No meio disto, a D. Madalena não abria a porta nem por mais uma, apesar dos murros na porta e toques insistentes. Já pensávamos mandar vir a polícia, sabe-se lá o que o Jorge lhe teria feito, quando ela nos aparece sorridente com um ramo de malmequeres e violetas colhidos durante o seu bucólico passeio pelos jardins da vizinhança. Entretanto, a pespineta dos caniches era a única que não aparecia para que lá fossem a casa. Quando entra finalmente pelo prédio adentro, a rugazinha no canto da boca deixou-me logo o alarme: vem chatice. Começou com o seu tomzinho irritante de voz a dizer que na casa dela só depois das 14h30, que não podia ser, que não queria. Respiro fundo, não há de ser nada. Eles voltam na sexta, logo se vê então.

Venho para casa, sento-me no sofá estafada, depois de ter subido e descido dúzias de vezes as escadas do prédio e andado por todas as ruas do quarteirão à procura de uma abertura para os esgotos, quando recebo telefonema da vizinha do r/c: as baratas estão-se a atirar pela janela da D. Madalena abaixo, uma espécie de 11/9 da entomologia. Preferem arriscar a morte por esmagamento que a tortura do veneno. "e agora o que é que eu faço?", pergunta-me. Deixe-as cair. O que é que ela queria que eu respondesse?

Acendo um cigarro e o computador. De repente, começo a sentir a língua encortiçar e os braços dormentes. Ai que estou envenenada, ai minha mãezinha o que é eu faço. Ligo ao homem da desinfestação, explico os sintomas e pergunto-lhe se devo chamar uma ambulância.

"Minha senhora, deve ser fraqueza.
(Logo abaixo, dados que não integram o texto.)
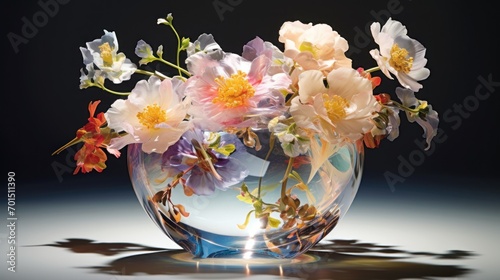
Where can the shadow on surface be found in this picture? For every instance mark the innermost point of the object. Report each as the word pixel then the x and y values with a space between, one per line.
pixel 333 259
pixel 79 245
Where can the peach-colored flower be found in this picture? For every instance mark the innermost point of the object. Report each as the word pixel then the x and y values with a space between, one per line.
pixel 399 54
pixel 153 115
pixel 234 92
pixel 314 47
pixel 343 109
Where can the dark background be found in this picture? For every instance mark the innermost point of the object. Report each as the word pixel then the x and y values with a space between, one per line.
pixel 42 104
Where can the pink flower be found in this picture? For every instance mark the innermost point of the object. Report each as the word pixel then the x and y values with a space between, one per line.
pixel 343 109
pixel 314 47
pixel 233 92
pixel 153 115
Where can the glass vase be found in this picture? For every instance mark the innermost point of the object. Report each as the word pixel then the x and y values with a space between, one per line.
pixel 280 209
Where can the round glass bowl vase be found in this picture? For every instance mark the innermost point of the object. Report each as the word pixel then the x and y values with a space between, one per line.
pixel 272 207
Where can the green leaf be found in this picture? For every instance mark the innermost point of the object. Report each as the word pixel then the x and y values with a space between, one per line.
pixel 247 220
pixel 147 60
pixel 341 160
pixel 226 149
pixel 159 52
pixel 272 222
pixel 184 43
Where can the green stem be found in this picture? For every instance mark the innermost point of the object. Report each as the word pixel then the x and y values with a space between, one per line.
pixel 271 147
pixel 405 108
pixel 285 179
pixel 144 72
pixel 110 91
pixel 178 49
pixel 181 70
pixel 373 69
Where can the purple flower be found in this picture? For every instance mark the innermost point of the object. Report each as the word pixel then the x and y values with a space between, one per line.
pixel 208 161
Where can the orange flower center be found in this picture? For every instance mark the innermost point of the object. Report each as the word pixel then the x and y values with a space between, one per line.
pixel 335 107
pixel 106 55
pixel 151 116
pixel 399 59
pixel 233 91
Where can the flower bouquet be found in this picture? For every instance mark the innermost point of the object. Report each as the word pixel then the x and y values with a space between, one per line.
pixel 252 154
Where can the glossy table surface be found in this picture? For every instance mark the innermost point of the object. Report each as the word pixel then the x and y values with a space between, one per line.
pixel 78 235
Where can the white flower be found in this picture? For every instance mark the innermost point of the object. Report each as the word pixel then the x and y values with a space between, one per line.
pixel 152 115
pixel 294 140
pixel 399 54
pixel 314 47
pixel 104 54
pixel 343 109
pixel 205 43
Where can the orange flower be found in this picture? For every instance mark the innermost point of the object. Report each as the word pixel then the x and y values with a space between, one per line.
pixel 95 136
pixel 90 157
pixel 375 80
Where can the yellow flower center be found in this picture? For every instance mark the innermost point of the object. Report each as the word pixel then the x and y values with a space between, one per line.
pixel 400 60
pixel 335 107
pixel 106 55
pixel 151 116
pixel 309 47
pixel 233 91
Esteve o dia todo a correr de um lado para outro só com um café, que tomou À minha frente. Apanhe um bocado de ar e coma, vai ver que se sente melhor".

Era verdade. Fiquei comovida. Quero ir viver para um prédio onde tenha por vizinhos o jardineiro e o homem da desinfestação.

(continua, como sempre)

10 comentários:

na prise és bestial disse...

gostei muito do suicídio das baratas. Coitados dos que passavam por perto, uma chuva desses bichos não deve ser coisa agradável.
Um conselho: vende a casa e compra uma na porta ao lado. Diz que tem vizinhos que são uma categoria...
PS: no texto aparecem uns misteriosos dif endif e coisas nerdosas. Será obra da pespineta dos caniches?

director disse...

ora o café foi tomado logo após o barramento de creme na, cito, fronha, fim de citação, e antes de começar a ronda (cf. 3º parágrafo).

eis senão quando, surge a revelação, por alturas do penúltimo parágrafo, que o café foi tomado á frente do homem da desinfestação.

temos affaire...

aguardamos ansiosamente desenvolvimentos desta história deliciosa

Anónimo disse...

a minha mãe tem uma dessas chaves das caixas de esgoto... (e nunca teve caniches!!)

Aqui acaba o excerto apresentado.